Corner Cabinet Joinery

Here are several suggestions for ways to build 22.5-degree corners for a face frame for an inside corner cabinet.. March 27, 2012

I am a fairly experienced cabinetmaker but have never built a corner cabinet. What is the best way to clamp the two 22.5 degree angles to make the front 45 degree angle on the front face frame? Do spring clamps work? Band clamps? Tape and fold?

Forum Responses
(Cabinetmaking Forum)
From contributor M:
Some of the guys here do it the way you are talking about, but I think my way is easier. I rip my stiles on a 45 degree angle, 2'' wide on the short side, which is the front that you see. The rails are 13'' long (which makes a 24x24 corner cabinet). I then mill a 1/2'' groove on a 45 in the back of the stiles to receive the ply sides.

So basically you have a face frame with 45 degree stiles - no clamping 22.5 degree pieces together. The cabinets that mate up to the corner cabinet are done square and they will match up perfectly. Also I made a sled on a 45 that I cut the floor, roof and shelves on and it works great and I've used it for years. The way I do it is the way most cabinetmakers do it.

From contributor D:
I use blocks band sawn to fit over the face frame thickness, but cut the slot at 22 1/2 degrees so a clamp will be square to it when clamping the opposing side or ends. You can open or close the face of the joint you want tight by skewing the clamps. I keep a drawer full of the blocks.

From contributor J:
Do you use pocket hole joinery? If so, try this. Cut your face frame edges to 45, leave the cab side at 90, and pocket screw through the sides into the face frame with 1" screws. The pocket holes can't be seen on the inside of a corner cabinet and it totally eliminates the need for clamping. When you're finished, plane the points of the 45 degree cuts flush to the side with a block plane. This also gives you a perfect looking miter joint, as the joint is actually not on the miter.

From the original questioner:
Thanks for your responses. This is going to be a corner TV stand and the sides will also be made out of solid. It will be six sided, counting the spine being squared off. After reading what you suggested, I am still thinking tape and miterfolded 22.5's will be the quickest and easiest in this case.

If you 45 the face frame and butt the side, you get the joint line and then another line in an eighth or so, right? This is undesirable to me for a piece of furniture.

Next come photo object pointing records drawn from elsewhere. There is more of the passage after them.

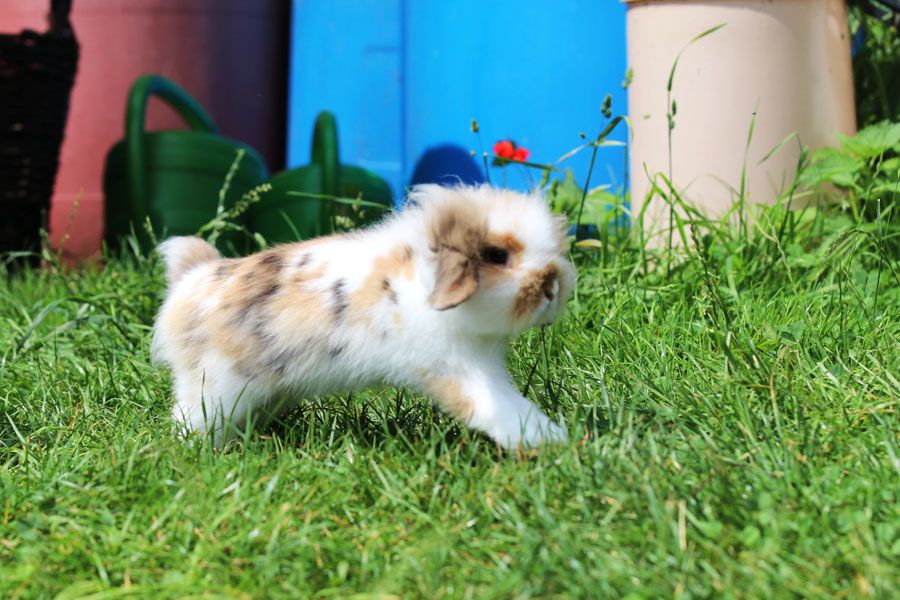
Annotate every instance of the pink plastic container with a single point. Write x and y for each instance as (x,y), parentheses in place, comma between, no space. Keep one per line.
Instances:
(787,62)
(229,54)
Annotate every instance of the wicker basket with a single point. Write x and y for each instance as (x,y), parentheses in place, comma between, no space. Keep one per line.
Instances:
(36,76)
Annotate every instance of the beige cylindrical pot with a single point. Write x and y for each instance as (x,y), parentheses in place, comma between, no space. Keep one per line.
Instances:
(787,61)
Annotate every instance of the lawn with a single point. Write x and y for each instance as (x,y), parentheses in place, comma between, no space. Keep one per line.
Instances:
(735,435)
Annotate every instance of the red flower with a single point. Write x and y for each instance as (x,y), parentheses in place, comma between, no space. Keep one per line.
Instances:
(504,149)
(521,154)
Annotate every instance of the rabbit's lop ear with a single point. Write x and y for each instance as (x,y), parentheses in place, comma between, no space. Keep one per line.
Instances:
(455,237)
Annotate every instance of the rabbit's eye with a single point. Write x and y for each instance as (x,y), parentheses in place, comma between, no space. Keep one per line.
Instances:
(494,256)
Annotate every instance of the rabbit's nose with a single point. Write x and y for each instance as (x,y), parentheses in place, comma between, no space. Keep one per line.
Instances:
(550,287)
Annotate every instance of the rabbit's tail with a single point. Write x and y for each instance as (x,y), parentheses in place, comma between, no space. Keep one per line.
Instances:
(181,254)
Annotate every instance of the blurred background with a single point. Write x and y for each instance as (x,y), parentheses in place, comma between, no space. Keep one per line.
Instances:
(404,81)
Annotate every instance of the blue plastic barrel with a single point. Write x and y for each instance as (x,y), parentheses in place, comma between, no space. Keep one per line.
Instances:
(406,77)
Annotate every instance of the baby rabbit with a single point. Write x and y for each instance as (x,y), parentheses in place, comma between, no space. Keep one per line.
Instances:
(428,298)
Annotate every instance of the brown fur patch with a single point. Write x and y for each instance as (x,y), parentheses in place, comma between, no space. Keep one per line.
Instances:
(536,285)
(456,235)
(508,242)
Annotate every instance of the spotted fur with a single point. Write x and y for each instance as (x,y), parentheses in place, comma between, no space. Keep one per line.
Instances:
(412,302)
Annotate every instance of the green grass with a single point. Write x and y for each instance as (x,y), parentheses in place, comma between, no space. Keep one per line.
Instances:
(735,436)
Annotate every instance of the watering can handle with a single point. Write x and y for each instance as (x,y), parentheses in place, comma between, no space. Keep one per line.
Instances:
(325,152)
(189,110)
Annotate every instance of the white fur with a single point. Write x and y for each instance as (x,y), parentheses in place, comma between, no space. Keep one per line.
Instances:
(464,346)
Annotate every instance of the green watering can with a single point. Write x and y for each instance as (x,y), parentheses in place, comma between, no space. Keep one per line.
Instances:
(173,177)
(307,201)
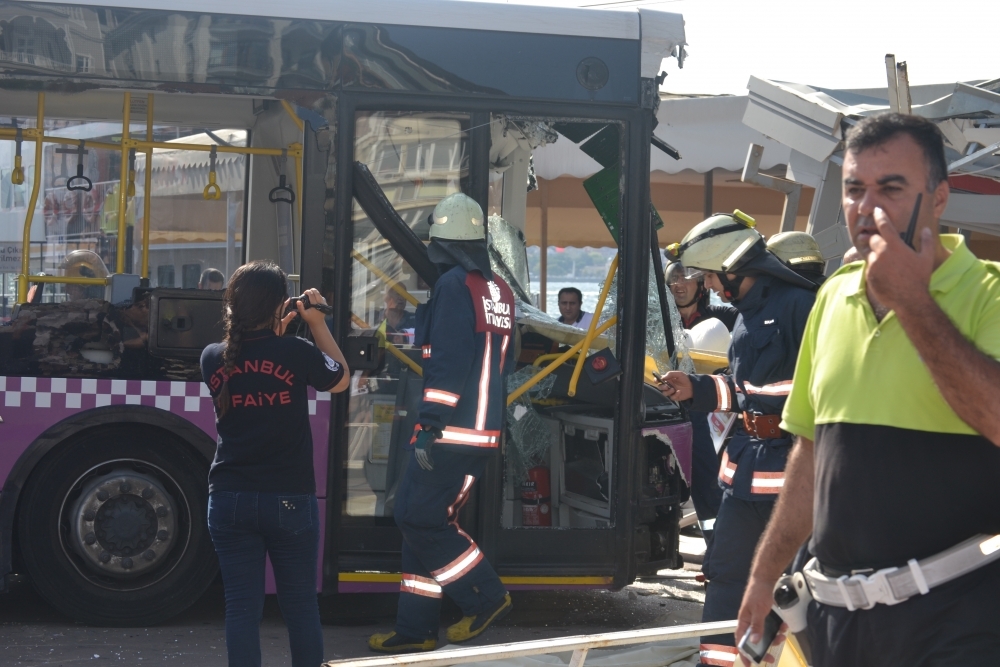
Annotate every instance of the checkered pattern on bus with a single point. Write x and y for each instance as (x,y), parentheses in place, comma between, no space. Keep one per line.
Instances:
(85,393)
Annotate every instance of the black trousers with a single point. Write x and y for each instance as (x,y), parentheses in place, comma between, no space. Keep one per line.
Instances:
(737,531)
(956,624)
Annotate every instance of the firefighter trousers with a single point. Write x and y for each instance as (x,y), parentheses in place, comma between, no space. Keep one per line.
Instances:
(737,531)
(438,556)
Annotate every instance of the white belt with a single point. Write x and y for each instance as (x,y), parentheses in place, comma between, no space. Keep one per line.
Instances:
(897,584)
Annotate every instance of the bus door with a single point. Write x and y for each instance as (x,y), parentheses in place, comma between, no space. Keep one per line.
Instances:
(547,513)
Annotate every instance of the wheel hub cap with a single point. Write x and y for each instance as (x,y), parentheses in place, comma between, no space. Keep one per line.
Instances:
(123,523)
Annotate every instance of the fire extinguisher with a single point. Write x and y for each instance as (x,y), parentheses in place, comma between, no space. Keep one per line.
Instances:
(536,501)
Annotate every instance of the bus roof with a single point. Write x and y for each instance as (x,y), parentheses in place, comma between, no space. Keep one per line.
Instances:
(615,24)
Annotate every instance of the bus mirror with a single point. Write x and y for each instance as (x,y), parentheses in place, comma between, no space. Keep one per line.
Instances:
(182,322)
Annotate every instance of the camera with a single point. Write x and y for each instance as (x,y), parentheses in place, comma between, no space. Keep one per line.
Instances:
(293,308)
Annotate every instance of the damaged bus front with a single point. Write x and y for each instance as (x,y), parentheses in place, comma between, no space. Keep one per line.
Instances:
(141,147)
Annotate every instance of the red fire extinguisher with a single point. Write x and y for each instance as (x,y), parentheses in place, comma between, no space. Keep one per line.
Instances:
(536,501)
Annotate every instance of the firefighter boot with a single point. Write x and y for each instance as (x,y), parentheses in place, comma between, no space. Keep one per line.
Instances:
(390,642)
(473,626)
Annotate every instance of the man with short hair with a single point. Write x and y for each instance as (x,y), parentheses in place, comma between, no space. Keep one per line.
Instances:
(570,310)
(212,279)
(773,303)
(895,406)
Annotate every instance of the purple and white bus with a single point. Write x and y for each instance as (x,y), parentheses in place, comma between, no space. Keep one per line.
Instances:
(142,148)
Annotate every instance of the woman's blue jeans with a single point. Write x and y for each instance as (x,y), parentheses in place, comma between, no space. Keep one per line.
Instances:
(245,526)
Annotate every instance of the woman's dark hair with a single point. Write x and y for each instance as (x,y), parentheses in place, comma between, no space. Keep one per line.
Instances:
(250,303)
(877,130)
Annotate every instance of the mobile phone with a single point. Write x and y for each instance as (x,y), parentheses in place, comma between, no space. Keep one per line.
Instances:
(757,651)
(306,303)
(911,230)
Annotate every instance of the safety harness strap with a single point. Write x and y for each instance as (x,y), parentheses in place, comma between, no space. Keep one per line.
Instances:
(897,584)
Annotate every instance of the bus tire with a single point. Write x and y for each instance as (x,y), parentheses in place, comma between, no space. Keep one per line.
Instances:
(112,526)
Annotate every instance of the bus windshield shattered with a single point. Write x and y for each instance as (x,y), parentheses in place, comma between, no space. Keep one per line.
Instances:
(146,154)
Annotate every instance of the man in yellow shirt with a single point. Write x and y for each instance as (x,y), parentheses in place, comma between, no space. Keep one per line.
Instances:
(896,405)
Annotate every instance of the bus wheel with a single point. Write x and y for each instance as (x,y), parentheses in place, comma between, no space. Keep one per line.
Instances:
(112,529)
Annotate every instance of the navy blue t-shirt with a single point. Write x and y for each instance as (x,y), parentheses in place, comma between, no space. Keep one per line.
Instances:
(264,439)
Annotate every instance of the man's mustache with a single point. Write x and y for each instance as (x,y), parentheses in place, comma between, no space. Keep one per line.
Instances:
(866,222)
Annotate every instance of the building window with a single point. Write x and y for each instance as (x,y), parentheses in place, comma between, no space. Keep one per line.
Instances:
(165,275)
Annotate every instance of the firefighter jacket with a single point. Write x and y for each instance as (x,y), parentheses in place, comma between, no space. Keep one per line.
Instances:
(762,358)
(466,333)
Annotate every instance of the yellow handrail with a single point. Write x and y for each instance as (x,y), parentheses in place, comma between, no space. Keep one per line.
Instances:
(589,338)
(294,150)
(123,188)
(37,134)
(393,284)
(68,280)
(542,358)
(22,280)
(147,197)
(513,396)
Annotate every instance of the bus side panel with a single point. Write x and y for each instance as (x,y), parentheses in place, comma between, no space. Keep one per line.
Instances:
(30,406)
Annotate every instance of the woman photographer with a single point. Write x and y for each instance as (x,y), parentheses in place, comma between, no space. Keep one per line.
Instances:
(262,488)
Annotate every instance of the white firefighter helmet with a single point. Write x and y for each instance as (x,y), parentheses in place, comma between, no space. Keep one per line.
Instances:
(721,244)
(710,335)
(458,217)
(84,264)
(794,248)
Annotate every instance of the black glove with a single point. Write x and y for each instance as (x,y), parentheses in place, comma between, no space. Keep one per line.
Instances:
(422,447)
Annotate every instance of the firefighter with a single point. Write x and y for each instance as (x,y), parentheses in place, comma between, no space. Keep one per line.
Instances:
(84,264)
(692,300)
(466,335)
(693,304)
(800,252)
(774,303)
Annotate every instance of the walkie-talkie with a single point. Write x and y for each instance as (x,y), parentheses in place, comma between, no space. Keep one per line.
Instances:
(908,235)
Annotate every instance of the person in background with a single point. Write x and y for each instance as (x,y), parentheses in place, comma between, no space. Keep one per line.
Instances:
(852,255)
(894,405)
(774,303)
(465,333)
(396,318)
(570,308)
(262,486)
(212,279)
(84,264)
(692,301)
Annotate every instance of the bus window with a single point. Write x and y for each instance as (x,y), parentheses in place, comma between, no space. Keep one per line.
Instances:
(188,233)
(417,160)
(77,216)
(560,452)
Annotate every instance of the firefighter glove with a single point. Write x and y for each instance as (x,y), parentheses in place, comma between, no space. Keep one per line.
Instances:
(422,449)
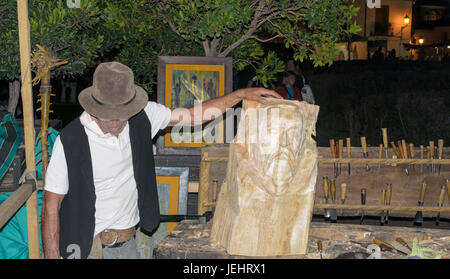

Contributor D, I am having a hard time picturing the clamps you describe.

From contributor J:
I wouldn't consider this joint undesirable in the least. I use them exclusively on high end custom kitchens and furniture. In fact, if you can get a joint as clean as this making two 22.5 degree cuts and then clamping them together, I would like to see it. I don't understand why anyone would fuss with trying to clamp this joint and expect to get a super tight miter.

From contributor D:

Click here for higher quality, full size image

Here is a look at the blocks:

Click here for higher quality, full size image

From contributor M:
My apologies - I thought you were talking about a 45 degree wall cabinet in a kitchen. The blocks with the clamp looks like a great idea.

From contributor T:
Tape and fold.

From contributor W:
I use pocket screws to attach face frames to cabinet sides. I make the plywood sides 3/8 or so longer, make the face frames 5/16 longer, and pocket screw from the outside of the cabinet into the face frame. Only works if another cabinet butts up to hide the pocket screw holes. You can't pocket screw from the inside - the screws come out the side.

From contributor J:
You can screw them together from the inside if you do it as described above. It's by far the easiest way to put together a 22.5 with a face frame than any other method. Much cleaner look and you never see the holes. Doesn't matter if anything is going to hide them or not.